Investment in MENA [Archives:2005/843/Viewpoint]
When discussing the problems encountered in any program, project or even country no doubt it is the financial issue that ranks first place. This fact becomes clearer and more alarming in underdeveloped countries where a large percentage of the population lives below the poverty line, such as in Yemen. In turn, the Yemeni government has taken some measures to improve the economic status of the country through various economic reform strategies and programs, some of which have proved to be a total disaster while others flicker a tinge of hope that things could become better.
Hence, economy is the backbone of any country, and simultaneously; investment is the foundation of any economy. In other words, the way to achieving a better and sustainable economy is very much dependent on the investment environment of that country. Investment environment includes issues of procedures and paper work, facilities and incentives, promotion and information as well as bilateral relations.
If a country focuses on these four aspects in a positive way encouraging foreign and local investments especially with regards to small and medium scale industries, then this is a sure way of rapid economic growth. Investment laws must be designed to attend to issues such as eliminating double taxation, promoting exemptions and provision of quality services. Formal procedures and paper work required before issuing licenses and permits should be reduced to the minimum along with the importance of keeping the procedures as simple as possible.
In a report by the World Bank – MENA region earlier this year, it was mentioned that among nations enacting reforms in the Middle East, Jordan improved the process for starting a new business most, by cutting the number of procedures from 14 to 11 and the number of days from 98 to 36.

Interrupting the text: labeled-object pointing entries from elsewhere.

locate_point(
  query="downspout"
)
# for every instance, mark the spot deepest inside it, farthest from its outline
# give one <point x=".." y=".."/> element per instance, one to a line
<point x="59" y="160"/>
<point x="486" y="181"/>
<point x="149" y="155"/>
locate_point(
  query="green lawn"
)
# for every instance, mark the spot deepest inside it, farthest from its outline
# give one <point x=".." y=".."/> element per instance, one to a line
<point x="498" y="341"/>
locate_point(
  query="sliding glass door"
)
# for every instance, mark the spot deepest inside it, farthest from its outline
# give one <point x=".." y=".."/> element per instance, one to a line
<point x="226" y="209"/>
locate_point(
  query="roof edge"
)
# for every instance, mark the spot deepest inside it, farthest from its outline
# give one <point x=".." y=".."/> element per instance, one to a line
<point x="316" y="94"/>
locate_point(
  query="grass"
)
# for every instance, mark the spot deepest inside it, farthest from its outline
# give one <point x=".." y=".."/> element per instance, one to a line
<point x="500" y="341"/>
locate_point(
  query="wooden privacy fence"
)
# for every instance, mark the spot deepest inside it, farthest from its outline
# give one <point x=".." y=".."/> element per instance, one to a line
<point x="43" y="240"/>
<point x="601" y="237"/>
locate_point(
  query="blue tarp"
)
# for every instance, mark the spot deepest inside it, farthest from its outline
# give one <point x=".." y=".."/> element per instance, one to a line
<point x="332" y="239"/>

Still, Jordan is one of six Middle Eastern countries, together with Morocco, Egypt, Saudi Arabia, Yemen, and Syria, in the list of 10 countries with the highest minimum capital requirement for starting a business. Algeria, Morocco, and Yemen also reduced the number of days necessary to start a business. Saudi Arabia reformed its public credit registry, nearly doubling the number of borrowers with information available at the registry.
Jordan reduced the time it takes to register a new business by nearly nine weeks and is one of the few nations that gives regulators an incentive to maximize the value recovered for creditors when a business must close. Yet the government still requires a new business to have minimum capital equivalent to 11 times the nation's average per capita income. In Saudi Arabia and Yemen, the minimum capital requirement is 15 times average income; in Syria, the requirement is 50 times average income. By comparison, more than 40 nations worldwide have no minimum capital requirement for a startup business.
Yemen among other developing nations is in dire need to encourage investment and yet it is not carrying out any significant improvements in these regards, Michael Klein, World Bank/IFC Vice President for Private Sector Development and IFC Chief Economist in an old report said something that although true, it is incredibly alarming: “Poor countries that desperately need new enterprises and jobs risk falling even further behind rich ones who are simplifying regulation and making their investment climate more business friendly,” I hope this message reaches those people sitting at decision making positions so as to feel the responsibility and act on it.